In some cases, such rebates violate the contracting policies of federal agencies. In others, undisclosed rebates may constitute fraud.
Sodexo’s deputy counsel Tom Morse declined to reveal the size of Sodexo’s rebate from Garelick Farms, and he rejected the notion that rebates are abusive. Dean Foods, which owns the dairy, declined to comment.
How the rebates work
Sodexo, founded in France in the ’60s to do maritime catering, now has more than 30,500 operating sites and 355,000 employees in 80 countries. It reported revenues last year of $20.4 billion, and profits of more than $1 billion. It ranks second in food services worldwide, after U.K.-based Compass Group.
The rebate system, endemic to the industry, works like this: A food management company like Sodexo signs contracts to run a client’s cafeteria. The company buys supplies from vendors such as Coke, Kellogg’s or Tyson. Then, chosen vendors send the management company rebates based on a percentage of sales.
Tom MacDermott, a New Hampshire industry consultant who negotiates for clients with Sodexo and others, says kickbacks date back half a century.

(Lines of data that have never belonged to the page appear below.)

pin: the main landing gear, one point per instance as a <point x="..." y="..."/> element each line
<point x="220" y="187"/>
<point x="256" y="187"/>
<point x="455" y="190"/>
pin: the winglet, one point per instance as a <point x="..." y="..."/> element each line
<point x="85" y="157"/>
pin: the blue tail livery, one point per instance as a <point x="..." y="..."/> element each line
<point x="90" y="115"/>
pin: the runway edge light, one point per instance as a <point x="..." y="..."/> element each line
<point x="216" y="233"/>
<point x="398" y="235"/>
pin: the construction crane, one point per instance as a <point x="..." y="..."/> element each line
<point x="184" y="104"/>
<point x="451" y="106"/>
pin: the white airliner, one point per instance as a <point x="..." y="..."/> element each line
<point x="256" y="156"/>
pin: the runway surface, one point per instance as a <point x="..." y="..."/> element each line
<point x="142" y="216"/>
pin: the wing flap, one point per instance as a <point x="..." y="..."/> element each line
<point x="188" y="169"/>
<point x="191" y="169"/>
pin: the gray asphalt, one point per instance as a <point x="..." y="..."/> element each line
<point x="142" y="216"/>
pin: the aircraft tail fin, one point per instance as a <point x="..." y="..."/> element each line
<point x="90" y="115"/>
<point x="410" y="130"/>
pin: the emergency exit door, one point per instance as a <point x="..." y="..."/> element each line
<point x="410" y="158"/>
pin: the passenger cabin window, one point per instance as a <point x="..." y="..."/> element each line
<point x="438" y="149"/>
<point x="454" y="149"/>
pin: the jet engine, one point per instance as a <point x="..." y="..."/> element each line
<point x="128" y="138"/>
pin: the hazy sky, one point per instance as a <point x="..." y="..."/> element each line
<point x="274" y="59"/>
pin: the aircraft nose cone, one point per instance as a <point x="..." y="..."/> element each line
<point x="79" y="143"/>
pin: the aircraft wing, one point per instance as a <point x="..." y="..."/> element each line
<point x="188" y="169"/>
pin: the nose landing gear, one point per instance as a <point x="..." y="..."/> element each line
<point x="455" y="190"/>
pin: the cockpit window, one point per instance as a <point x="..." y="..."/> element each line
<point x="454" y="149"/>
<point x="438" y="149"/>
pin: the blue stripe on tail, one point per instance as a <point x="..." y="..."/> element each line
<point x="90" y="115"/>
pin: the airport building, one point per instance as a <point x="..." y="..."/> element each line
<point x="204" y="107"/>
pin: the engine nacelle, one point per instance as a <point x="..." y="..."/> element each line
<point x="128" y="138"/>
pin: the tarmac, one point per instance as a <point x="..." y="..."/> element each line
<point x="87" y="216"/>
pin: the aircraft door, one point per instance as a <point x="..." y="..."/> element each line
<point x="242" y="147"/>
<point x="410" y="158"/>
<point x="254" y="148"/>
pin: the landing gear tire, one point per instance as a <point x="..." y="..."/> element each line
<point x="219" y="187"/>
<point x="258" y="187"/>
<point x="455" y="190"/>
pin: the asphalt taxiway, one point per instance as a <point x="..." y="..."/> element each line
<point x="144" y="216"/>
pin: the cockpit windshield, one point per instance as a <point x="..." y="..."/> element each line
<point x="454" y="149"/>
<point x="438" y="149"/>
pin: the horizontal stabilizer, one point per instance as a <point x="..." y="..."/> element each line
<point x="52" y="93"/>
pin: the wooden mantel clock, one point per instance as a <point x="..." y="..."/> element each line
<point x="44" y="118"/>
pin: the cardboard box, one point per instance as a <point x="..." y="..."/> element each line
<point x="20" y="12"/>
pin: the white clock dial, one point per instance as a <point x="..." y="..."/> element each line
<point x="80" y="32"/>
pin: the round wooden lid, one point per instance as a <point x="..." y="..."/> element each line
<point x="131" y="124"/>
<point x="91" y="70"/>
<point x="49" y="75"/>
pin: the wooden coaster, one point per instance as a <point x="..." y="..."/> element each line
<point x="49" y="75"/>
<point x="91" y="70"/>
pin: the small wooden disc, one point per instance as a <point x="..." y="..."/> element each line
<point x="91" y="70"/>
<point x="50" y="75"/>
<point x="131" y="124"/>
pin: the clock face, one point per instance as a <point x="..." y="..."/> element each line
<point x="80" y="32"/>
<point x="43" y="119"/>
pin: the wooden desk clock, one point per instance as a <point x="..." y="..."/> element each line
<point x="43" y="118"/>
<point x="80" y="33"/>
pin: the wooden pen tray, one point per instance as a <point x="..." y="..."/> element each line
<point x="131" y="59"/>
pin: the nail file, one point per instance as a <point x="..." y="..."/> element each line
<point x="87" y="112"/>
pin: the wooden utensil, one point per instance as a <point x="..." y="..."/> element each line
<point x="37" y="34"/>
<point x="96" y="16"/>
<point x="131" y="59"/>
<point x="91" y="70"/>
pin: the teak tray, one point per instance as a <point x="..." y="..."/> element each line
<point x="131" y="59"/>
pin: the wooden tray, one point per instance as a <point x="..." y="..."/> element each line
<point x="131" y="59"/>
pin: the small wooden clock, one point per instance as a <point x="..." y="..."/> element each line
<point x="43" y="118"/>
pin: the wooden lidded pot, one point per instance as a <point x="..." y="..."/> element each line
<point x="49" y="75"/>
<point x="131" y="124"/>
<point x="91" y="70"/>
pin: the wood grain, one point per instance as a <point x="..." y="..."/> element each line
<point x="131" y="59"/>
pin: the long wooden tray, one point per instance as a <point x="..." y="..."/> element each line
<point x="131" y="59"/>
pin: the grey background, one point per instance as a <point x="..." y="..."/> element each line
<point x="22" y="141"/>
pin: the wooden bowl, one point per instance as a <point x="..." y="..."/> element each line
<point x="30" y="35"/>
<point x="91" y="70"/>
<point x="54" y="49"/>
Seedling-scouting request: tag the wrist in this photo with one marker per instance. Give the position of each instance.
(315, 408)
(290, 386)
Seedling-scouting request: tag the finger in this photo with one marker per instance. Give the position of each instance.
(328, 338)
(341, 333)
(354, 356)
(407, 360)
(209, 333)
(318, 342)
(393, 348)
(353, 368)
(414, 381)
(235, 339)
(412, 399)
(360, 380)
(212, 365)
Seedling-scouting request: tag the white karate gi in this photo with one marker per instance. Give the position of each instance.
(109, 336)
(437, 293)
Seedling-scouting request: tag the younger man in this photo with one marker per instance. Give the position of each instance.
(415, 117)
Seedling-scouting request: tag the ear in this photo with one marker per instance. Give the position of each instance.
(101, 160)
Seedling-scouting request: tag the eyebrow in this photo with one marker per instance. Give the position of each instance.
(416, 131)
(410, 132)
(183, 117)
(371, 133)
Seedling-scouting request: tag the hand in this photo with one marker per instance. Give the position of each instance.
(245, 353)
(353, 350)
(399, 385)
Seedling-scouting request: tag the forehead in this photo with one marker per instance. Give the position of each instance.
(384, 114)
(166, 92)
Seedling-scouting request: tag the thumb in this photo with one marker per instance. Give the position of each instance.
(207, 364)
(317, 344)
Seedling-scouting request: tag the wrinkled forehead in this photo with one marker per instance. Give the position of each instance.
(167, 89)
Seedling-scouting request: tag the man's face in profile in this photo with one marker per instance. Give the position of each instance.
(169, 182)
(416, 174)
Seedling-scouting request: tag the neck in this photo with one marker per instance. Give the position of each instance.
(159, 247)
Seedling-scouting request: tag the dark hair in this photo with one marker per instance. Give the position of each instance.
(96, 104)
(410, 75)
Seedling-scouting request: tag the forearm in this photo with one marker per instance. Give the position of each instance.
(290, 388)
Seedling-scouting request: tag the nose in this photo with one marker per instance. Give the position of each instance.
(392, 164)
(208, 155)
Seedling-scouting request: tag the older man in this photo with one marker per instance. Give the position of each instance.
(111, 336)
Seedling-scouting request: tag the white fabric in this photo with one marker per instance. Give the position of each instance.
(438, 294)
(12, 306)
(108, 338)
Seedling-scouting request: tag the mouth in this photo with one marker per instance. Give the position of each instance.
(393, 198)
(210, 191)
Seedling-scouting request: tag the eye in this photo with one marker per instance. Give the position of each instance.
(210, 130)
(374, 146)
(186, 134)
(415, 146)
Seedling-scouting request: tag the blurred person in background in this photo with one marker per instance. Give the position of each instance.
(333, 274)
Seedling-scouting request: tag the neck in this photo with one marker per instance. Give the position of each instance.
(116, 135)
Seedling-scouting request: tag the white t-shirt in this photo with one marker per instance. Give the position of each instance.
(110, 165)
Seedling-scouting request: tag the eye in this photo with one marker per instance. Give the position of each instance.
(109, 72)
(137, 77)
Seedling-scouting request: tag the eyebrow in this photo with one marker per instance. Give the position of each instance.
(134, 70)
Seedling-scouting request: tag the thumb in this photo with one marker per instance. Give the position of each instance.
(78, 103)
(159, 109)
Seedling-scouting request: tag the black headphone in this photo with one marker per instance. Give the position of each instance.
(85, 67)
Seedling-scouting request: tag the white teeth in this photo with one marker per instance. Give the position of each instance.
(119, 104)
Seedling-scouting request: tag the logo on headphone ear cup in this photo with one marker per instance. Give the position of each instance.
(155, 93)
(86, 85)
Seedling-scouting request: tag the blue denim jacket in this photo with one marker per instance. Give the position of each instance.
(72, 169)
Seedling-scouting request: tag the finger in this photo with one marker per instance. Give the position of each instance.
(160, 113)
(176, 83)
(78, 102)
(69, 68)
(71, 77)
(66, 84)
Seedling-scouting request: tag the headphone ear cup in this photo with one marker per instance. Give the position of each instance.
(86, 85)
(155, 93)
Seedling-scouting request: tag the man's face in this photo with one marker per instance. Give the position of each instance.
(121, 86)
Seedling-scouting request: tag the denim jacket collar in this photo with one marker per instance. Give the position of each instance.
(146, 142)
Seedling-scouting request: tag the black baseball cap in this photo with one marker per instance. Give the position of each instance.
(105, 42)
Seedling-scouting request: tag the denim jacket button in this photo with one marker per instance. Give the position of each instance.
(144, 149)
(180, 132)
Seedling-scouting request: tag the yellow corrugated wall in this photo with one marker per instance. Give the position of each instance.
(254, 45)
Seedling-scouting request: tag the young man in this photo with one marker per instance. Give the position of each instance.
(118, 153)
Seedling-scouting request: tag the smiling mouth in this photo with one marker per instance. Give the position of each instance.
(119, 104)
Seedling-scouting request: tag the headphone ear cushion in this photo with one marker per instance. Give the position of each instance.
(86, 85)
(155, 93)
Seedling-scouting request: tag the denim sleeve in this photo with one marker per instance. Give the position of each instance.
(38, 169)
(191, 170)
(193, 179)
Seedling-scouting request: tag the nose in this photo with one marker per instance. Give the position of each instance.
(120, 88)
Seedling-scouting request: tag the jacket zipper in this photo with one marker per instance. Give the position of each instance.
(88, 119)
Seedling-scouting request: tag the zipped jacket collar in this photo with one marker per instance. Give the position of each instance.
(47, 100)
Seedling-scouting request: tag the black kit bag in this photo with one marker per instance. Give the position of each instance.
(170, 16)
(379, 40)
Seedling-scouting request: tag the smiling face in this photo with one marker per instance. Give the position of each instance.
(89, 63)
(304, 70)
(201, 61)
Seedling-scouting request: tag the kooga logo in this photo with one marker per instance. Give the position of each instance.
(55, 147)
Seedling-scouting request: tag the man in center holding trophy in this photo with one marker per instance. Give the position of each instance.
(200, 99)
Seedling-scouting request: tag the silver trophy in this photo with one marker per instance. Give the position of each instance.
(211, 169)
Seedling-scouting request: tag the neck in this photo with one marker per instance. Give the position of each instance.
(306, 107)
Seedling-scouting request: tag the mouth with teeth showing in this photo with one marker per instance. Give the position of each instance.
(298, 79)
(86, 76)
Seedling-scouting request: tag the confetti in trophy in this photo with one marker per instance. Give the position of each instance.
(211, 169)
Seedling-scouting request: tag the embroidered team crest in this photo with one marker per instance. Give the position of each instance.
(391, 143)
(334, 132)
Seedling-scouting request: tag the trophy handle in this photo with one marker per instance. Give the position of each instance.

“In the ’50s, it was cash in an envelope slipped to the chef,” says MacDermott. “As companies grew, they were getting back 5 percent from the produce vendor, 2 percent from the meat guy, 2 or 3 percent from dry goods and dairy.”
In the United States, MacDermott estimates that management companies such as Sodexo, Compass and Aramark provide meals, catering and vending machines to virtually every federal agency, 95 percent of corporations with food service, 90 percent of universities, 40 percent of healthcare facilities, and 30 percent of schools. If you’ve eaten at a public cafeteria, you’ve probably eaten food sourced by one of these companies.
As major corporations and government institutions increasingly outsourced purchasing, kickbacks to megacorporations like Sodexo became rife — making up at least 10 percent of sales.
Contracts are typically cost-plus, meaning clients pay the cost set by the supplier, plus a percentage of that as a fee set by the food-service firm. There are generally no cost caps, so rebates—which are not deducted from what the food-service company charges clients—mean higher meal prices. They also limit food choice and quality: food-service companies buy products from vendors that pay bigger rebates rather than those that offer cheaper, locally grown, or higher quality food.